Neil Goodwood was watching it all happen from an out-of-the-way spot on the second floor terrace, a large black boonie hat keeping his face in shadow and out of the drizzle at the same time. He knew where the cameras were, including the ones the cops didn't publicise, and where they pointed. Despite that, to be sure, he also wore a face mask; the one nice thing about the ubiquity of these largely useless paper masks was the constant viability of wearing something capable of defeating facial-recognition software. He wasn't alone, as many others had the same idea of getting an overview of what was going on below, but he was very much by himself.

Getting to Daikoku was hard enough without his own wheels, so Neil had needed to take a taxi out to the small artificial island in the middle of Tokyo Bay where the Bayshore Route met with one of the main arteries of southern and central Tokyo. Most places were reachable without a car, but this was like a little exclusive fortress of car people, with monolithic fences around it formed from the orbiting intersection itself, a place where the petrolheads felt, if not safe, most at home.

Every city had its natural confluence points, nooks where flotsam of a certain type tended to congregate, and this was it for Greater Tokyo petrolheads. Daikoku was a natural midpoint for everyone who heeded the call of the urban expressways. Nobody raced here nowadays, not with the cops watching; but what racing did happen was organised here, that was for sure.

Frankly, Neil was doubtful that he'd find what he needed, or rather who he needed, here tonight. There was something nasty in the air; not the weather but the ambiance, the mood of the crowd. It almost seemed personal, like people were laughing at him. Given the circumstances, he didn't want to believe that. He hadn't been out here for a long time, but everyone seemed more subdued than he remembered, even the racing types.

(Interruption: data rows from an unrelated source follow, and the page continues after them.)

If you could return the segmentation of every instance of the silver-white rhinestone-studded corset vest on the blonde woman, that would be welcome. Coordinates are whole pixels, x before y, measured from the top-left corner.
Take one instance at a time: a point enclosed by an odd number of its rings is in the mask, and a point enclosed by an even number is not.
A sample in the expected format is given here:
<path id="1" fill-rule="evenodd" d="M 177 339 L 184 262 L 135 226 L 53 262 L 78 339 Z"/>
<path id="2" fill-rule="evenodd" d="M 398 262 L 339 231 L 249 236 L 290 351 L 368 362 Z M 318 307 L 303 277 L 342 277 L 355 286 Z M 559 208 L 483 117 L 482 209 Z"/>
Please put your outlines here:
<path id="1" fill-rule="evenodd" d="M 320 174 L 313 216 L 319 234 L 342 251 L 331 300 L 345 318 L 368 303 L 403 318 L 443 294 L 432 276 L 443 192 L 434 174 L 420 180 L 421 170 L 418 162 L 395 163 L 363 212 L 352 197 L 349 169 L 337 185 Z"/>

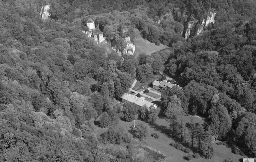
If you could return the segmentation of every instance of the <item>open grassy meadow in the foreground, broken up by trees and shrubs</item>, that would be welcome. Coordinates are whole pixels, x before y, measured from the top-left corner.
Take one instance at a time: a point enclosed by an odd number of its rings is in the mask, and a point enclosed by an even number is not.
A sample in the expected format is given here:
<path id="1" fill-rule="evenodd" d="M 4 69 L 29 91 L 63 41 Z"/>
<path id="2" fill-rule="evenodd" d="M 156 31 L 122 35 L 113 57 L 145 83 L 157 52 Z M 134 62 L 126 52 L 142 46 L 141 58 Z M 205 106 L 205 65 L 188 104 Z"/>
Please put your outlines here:
<path id="1" fill-rule="evenodd" d="M 192 117 L 193 121 L 196 123 L 203 123 L 203 120 L 196 117 L 196 116 L 188 116 L 185 120 L 188 122 L 190 120 L 190 117 Z M 138 124 L 140 120 L 135 121 L 135 125 Z M 142 121 L 143 122 L 143 121 Z M 147 123 L 146 123 L 147 124 Z M 119 121 L 119 125 L 121 125 L 126 132 L 131 132 L 131 129 L 129 126 L 133 125 L 133 121 L 131 122 L 125 122 L 125 121 Z M 183 151 L 180 151 L 172 146 L 170 146 L 171 142 L 175 142 L 174 139 L 170 138 L 168 132 L 169 132 L 169 123 L 165 119 L 157 119 L 156 123 L 153 125 L 147 124 L 149 127 L 149 137 L 144 141 L 139 141 L 137 138 L 134 138 L 132 141 L 132 144 L 137 148 L 136 155 L 135 156 L 149 156 L 149 152 L 147 149 L 143 149 L 143 147 L 150 148 L 150 150 L 154 150 L 161 155 L 166 156 L 166 162 L 187 162 L 183 157 L 188 154 L 193 154 L 191 151 L 190 153 L 185 153 Z M 97 134 L 98 138 L 100 137 L 100 134 L 105 132 L 107 128 L 100 128 L 97 127 Z M 157 132 L 159 134 L 159 138 L 156 139 L 151 136 L 152 133 Z M 228 158 L 235 158 L 236 161 L 239 162 L 239 159 L 243 158 L 241 155 L 236 155 L 231 152 L 231 148 L 228 148 L 224 145 L 217 145 L 216 143 L 219 141 L 214 142 L 214 148 L 216 150 L 215 155 L 212 159 L 205 159 L 205 158 L 199 158 L 195 159 L 192 158 L 190 162 L 223 162 L 225 159 Z M 143 147 L 142 147 L 143 146 Z M 112 145 L 107 144 L 103 145 L 101 144 L 101 147 L 115 147 L 116 149 L 124 149 L 123 145 Z M 153 160 L 151 160 L 153 161 Z"/>

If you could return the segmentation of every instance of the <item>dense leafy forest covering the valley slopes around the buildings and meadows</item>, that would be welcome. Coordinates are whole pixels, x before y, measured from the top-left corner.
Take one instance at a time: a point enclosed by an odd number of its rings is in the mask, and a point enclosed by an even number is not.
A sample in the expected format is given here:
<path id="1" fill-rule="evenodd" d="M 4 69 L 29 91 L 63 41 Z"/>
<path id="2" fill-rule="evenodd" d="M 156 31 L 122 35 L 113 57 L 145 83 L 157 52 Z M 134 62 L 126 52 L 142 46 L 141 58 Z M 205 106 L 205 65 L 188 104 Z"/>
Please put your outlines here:
<path id="1" fill-rule="evenodd" d="M 42 20 L 47 4 L 51 16 Z M 132 135 L 118 121 L 138 114 L 152 124 L 159 112 L 173 137 L 204 158 L 214 155 L 212 138 L 256 156 L 255 1 L 1 0 L 0 7 L 0 161 L 147 161 L 132 158 Z M 215 23 L 184 39 L 190 18 L 212 9 Z M 82 34 L 89 19 L 110 44 Z M 134 28 L 169 48 L 121 59 L 111 45 L 123 48 L 126 36 L 134 42 Z M 159 72 L 183 87 L 163 91 L 160 110 L 120 105 L 133 79 Z M 205 123 L 186 126 L 191 113 Z M 143 140 L 146 127 L 138 126 Z M 99 136 L 126 151 L 100 148 Z"/>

Most people who came here for that reason were not the sort of person who was fully at home on the road; by definition they were still dazzled by the rush of speed and the sensation of the powerful engine. Those were people who saw themselves as potential winners or losers, who thought this was about beating other drivers across a line. They were not what was needed.

But there was talk; more than a rumour, but as hard to pin down. He'd heard of someone seriously talented, who came out here, did her thing, but didn't race. Instead, at first, she compared times. Times on rainy or snowy days. Easy to say, hard to prove, one might think, but in time there were videos posted up on the net, a channel named BellaDelta, and then people started reporting seeing her; when they were out on the rainy nights, sliding all over the road in their tuned Silvias and RX7s, this white, angular flash would seem to stroll past them with a tenor growl, holding a line like a train. Someone described it as sounding 'like a pissed off cat on a motorcycle'; not the weapon of choice that most of these Wangan warriors preferred, with their bassy big bore exhausts. But she wouldn't race.